In its simplest form, litigation funding involves a specialist funder financing some or all of (typically) a claimant’s legal fees incurred in a dispute, in exchange for a share of the damages. If the case is successful, the funder will recover their investment plus a success fee. If the case is unsuccessful, the funder will lose its investment.

With more than 25 established funders in the market, the products are increasingly diverse, whether clients are seeking case-specific funding, portfolio finance for multiple cases or the monetisation of their claim to provide working capital for operating or other purposes.

The mainstream market caters for high-value cases (where cost/damages ratios are estimated to be at least 1:10) but there is a limited market for smaller matters, provided the damages are sufficient to discharge the funder’s investment and success fee while leaving the lion’s share for the client.

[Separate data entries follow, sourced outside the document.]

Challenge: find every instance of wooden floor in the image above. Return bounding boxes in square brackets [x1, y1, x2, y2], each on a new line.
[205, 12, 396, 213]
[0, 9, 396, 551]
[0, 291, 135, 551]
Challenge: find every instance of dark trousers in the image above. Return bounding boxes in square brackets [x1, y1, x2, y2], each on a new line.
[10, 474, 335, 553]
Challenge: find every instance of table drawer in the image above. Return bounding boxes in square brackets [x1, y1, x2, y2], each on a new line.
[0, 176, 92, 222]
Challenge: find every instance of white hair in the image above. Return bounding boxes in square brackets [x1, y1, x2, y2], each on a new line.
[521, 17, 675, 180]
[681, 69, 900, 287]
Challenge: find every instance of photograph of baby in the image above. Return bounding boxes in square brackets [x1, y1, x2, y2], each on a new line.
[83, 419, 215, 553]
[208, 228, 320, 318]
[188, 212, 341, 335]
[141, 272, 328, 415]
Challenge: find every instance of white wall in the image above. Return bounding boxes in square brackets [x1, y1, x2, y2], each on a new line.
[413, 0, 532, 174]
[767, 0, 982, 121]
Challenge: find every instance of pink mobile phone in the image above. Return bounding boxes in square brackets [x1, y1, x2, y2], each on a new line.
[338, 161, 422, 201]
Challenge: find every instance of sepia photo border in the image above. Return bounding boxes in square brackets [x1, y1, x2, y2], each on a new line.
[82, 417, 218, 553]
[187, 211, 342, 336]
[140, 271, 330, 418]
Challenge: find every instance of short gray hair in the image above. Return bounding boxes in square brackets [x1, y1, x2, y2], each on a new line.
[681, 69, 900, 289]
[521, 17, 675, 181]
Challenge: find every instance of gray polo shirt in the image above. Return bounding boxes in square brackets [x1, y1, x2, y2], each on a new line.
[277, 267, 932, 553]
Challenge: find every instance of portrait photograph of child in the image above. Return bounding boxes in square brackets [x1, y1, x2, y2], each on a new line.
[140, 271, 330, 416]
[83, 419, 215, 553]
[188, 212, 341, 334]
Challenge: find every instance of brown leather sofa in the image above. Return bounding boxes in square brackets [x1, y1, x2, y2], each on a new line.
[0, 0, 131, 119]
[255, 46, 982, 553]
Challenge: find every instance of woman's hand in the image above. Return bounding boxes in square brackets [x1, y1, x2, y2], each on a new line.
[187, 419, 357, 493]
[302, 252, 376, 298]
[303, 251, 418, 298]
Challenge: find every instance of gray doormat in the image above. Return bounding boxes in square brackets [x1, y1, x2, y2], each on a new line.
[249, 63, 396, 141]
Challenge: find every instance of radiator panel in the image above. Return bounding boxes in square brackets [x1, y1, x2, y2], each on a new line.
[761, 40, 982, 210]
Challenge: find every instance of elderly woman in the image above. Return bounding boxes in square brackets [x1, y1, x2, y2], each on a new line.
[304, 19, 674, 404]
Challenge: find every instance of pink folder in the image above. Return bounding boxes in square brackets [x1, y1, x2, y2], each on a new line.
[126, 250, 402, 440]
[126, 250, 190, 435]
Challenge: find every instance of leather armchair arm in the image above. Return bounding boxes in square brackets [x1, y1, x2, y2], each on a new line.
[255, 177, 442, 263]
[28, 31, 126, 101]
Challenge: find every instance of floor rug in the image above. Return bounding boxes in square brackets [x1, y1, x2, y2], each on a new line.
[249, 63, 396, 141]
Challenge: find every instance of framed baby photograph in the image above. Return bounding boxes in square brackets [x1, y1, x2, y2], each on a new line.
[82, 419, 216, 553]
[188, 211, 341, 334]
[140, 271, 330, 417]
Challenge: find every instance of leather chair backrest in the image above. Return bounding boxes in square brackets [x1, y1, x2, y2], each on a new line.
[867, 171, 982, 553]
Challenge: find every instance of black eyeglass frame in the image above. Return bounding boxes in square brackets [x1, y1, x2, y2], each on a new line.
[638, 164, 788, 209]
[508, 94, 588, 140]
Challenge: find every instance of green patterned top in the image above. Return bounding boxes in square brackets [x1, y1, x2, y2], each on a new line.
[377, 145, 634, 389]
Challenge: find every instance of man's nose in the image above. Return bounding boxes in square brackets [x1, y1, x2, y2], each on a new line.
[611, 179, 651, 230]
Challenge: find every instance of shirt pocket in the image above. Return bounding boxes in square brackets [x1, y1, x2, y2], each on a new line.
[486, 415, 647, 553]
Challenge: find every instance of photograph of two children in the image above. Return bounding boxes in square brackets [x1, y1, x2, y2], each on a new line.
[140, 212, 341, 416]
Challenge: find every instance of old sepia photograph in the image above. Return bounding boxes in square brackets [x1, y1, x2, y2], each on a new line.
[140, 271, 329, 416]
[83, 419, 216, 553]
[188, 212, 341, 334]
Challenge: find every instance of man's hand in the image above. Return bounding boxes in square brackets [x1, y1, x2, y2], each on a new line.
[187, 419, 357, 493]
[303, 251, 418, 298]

When seeking funding, it is prudent to request adequate funding to trial as it may be difficult to obtain further funding if the case merits have changed. The funder may also seek a higher success fee for additional capital.

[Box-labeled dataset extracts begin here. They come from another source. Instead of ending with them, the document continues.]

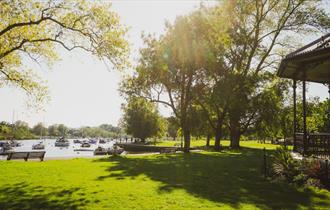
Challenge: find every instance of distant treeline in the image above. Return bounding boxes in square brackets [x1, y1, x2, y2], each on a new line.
[0, 120, 125, 140]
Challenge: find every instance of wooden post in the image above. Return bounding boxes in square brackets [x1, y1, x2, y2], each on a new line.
[263, 147, 267, 178]
[302, 74, 307, 155]
[292, 80, 297, 151]
[325, 159, 329, 180]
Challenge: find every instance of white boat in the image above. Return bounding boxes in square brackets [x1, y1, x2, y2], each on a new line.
[81, 142, 91, 147]
[8, 140, 21, 147]
[99, 139, 107, 144]
[32, 142, 45, 150]
[55, 137, 70, 147]
[94, 147, 108, 155]
[108, 145, 124, 155]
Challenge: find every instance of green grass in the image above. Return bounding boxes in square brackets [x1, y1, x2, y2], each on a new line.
[0, 142, 330, 210]
[155, 140, 286, 150]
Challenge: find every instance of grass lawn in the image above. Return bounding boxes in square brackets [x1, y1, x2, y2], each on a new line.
[0, 142, 330, 210]
[155, 140, 284, 150]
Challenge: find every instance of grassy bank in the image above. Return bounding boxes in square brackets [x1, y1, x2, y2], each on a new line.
[155, 140, 284, 149]
[0, 142, 330, 209]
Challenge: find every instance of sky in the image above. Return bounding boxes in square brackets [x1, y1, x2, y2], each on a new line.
[0, 0, 328, 127]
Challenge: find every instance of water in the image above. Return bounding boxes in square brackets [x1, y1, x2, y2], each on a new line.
[0, 139, 115, 159]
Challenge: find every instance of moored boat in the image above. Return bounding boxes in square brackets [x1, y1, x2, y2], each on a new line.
[32, 142, 45, 150]
[88, 139, 97, 144]
[81, 142, 91, 147]
[73, 139, 81, 144]
[8, 140, 21, 147]
[94, 147, 108, 155]
[108, 145, 124, 155]
[55, 137, 70, 147]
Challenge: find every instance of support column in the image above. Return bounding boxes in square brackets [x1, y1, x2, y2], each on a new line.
[292, 80, 297, 151]
[302, 74, 308, 155]
[327, 83, 330, 132]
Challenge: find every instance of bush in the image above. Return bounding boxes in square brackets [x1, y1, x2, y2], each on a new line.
[306, 178, 324, 188]
[293, 173, 308, 185]
[272, 146, 329, 188]
[272, 146, 299, 182]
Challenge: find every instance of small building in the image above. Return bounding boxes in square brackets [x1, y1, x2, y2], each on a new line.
[277, 33, 330, 157]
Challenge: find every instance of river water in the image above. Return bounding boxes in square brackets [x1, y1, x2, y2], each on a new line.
[0, 139, 115, 159]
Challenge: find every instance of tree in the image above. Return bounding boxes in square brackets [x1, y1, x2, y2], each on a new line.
[32, 123, 48, 136]
[48, 124, 60, 136]
[57, 124, 69, 136]
[167, 116, 179, 141]
[121, 9, 215, 152]
[209, 0, 330, 148]
[0, 0, 128, 107]
[123, 97, 165, 141]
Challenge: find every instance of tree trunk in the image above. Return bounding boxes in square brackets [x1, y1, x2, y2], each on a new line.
[206, 134, 211, 147]
[183, 129, 190, 153]
[214, 123, 222, 151]
[230, 123, 241, 149]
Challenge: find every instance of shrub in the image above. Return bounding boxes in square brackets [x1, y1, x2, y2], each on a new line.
[293, 173, 308, 185]
[306, 178, 324, 188]
[272, 146, 299, 182]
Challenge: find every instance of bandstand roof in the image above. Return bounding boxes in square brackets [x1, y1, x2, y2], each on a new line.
[277, 33, 330, 84]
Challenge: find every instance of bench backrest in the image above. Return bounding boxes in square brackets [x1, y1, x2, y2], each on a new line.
[29, 151, 46, 158]
[7, 151, 46, 160]
[8, 152, 28, 159]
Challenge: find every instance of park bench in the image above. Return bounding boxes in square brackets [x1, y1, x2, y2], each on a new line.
[7, 151, 46, 161]
[160, 148, 176, 154]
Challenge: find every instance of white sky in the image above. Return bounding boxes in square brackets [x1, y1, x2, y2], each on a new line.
[0, 0, 328, 127]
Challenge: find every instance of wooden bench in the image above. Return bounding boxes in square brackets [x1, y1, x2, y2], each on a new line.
[160, 148, 176, 154]
[7, 151, 46, 161]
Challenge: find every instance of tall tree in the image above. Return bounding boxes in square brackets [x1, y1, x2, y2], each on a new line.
[0, 0, 128, 107]
[123, 97, 165, 141]
[122, 12, 219, 152]
[32, 123, 48, 136]
[211, 0, 330, 147]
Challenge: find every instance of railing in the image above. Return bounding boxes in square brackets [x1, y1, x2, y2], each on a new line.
[294, 133, 330, 157]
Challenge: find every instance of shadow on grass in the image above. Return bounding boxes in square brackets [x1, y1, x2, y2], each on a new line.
[95, 148, 329, 209]
[0, 183, 89, 210]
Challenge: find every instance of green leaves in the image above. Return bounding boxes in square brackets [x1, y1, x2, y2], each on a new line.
[0, 0, 129, 107]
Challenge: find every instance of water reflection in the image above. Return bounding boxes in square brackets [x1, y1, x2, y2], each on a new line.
[0, 139, 115, 159]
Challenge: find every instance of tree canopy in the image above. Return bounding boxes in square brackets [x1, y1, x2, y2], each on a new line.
[0, 0, 128, 107]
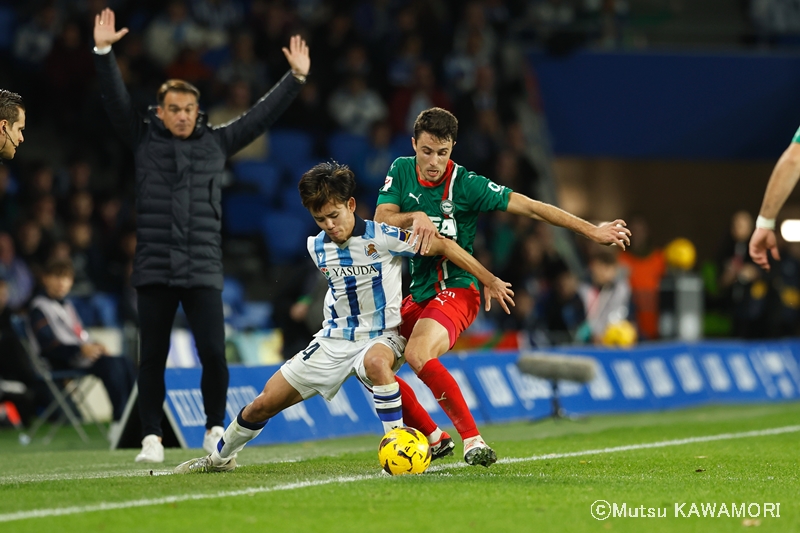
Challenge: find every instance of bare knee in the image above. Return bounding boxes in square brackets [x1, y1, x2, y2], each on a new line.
[364, 354, 394, 385]
[242, 392, 280, 423]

Success fees are often expressed as a multiple of the investment, a percentage of damages, or the greater of the two. Terms vary significantly but claimants that have searched the market have more bargaining power than ever to negotiate the most competitive terms.

According to Essar Oilfields Services v Norscot Rig Management [2016], you may be able to recover the cost of funding in English Arbitration Act cases if funding was necessary to bring the proceedings and where you can demonstrate the terms were reasonable, for example, by showing you sought multiple quotes to find the best deal.

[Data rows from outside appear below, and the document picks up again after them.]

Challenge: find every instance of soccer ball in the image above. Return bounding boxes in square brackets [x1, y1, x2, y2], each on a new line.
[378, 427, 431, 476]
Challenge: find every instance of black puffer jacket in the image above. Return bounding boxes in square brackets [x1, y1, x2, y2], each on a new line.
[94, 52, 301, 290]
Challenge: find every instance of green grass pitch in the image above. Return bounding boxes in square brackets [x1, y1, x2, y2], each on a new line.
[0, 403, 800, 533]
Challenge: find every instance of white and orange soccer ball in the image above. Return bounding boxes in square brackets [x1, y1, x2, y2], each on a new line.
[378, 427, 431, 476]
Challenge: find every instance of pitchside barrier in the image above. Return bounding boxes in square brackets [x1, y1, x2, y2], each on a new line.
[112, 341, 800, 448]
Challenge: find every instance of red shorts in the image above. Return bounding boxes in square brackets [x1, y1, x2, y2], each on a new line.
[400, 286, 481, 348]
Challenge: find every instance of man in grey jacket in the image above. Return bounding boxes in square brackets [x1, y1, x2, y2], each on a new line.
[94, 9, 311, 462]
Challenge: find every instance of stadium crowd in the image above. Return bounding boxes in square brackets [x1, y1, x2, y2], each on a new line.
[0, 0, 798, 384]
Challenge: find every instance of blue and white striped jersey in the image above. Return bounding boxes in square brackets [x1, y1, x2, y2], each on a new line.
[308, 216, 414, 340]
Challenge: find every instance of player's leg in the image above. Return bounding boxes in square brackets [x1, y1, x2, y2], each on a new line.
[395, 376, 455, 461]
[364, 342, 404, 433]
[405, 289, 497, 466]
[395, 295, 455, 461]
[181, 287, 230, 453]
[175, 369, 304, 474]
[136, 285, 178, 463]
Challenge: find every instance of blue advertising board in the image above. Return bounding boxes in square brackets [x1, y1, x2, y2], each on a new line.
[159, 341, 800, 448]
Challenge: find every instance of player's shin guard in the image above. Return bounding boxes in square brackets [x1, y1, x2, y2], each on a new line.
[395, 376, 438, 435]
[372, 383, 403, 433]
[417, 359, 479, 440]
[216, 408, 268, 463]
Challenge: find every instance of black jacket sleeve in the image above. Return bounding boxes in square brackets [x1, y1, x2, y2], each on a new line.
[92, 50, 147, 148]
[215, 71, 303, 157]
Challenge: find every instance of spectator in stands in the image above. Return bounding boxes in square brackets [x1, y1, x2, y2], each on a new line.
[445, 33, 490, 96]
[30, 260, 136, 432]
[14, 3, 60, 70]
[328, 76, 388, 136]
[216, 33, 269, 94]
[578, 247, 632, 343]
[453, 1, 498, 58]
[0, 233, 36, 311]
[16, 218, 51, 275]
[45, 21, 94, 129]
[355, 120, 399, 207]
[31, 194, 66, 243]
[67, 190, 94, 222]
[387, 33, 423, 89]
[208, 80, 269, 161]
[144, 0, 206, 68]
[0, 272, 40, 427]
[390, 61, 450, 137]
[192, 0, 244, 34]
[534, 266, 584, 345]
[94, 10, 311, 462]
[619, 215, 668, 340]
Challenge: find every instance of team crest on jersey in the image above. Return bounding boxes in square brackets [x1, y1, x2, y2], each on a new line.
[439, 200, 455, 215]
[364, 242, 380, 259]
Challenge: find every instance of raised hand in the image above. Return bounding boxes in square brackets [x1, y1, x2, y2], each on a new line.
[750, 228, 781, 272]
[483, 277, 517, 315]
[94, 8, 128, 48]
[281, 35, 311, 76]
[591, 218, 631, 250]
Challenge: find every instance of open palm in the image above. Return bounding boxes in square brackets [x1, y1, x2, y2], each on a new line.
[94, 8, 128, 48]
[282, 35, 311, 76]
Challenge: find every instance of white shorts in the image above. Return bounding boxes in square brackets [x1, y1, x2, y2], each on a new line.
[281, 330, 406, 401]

Some funders profess to be a one-stop funding shop, but this is rarely the case. For example, TheJudge works with a different pool of funders for monetising £100m+ awards than for case funding of £1m-£10m. Similarly, we work with different funders for funding of less than £1m. Funder selection can also vary by case type and jurisdiction. It is beneficial to approach a selection of (the right) funders at the outset rather than sequentially, as a funder’s refusal to offer terms may taint the views of other funders.

While funding may seem the obvious solution when seeking ways to manage legal fees, claimants should not overlook the use of litigation insurance to complement, or as an alternative to, a funding arrangement. Insurance is available for own fees and disbursements as well as adverse costs. Alternatively, insurance can be tailored to indemnify the lawyer for a percentage of their fees when engaged under a damages-based agreement, to protect their fee realisation. Insurance is usually the most cost-effective route to remove the litigation risk from a cost budget, where cashflow is not the primary concern.

We strongly recommend lawyers to be conversant with both insurance and finance options to put all clients in a fully-informed position. We have seen many examples recently of poor or limited advice being given, in particular to corporate claimants, about their risk management options. Whether an impecunious or a financially-sound client, numerous options exist to help manage the budget or create flexibility over relinquishing equity from the claim.

Verity Jackson-Grant is director of business development at TheJudge.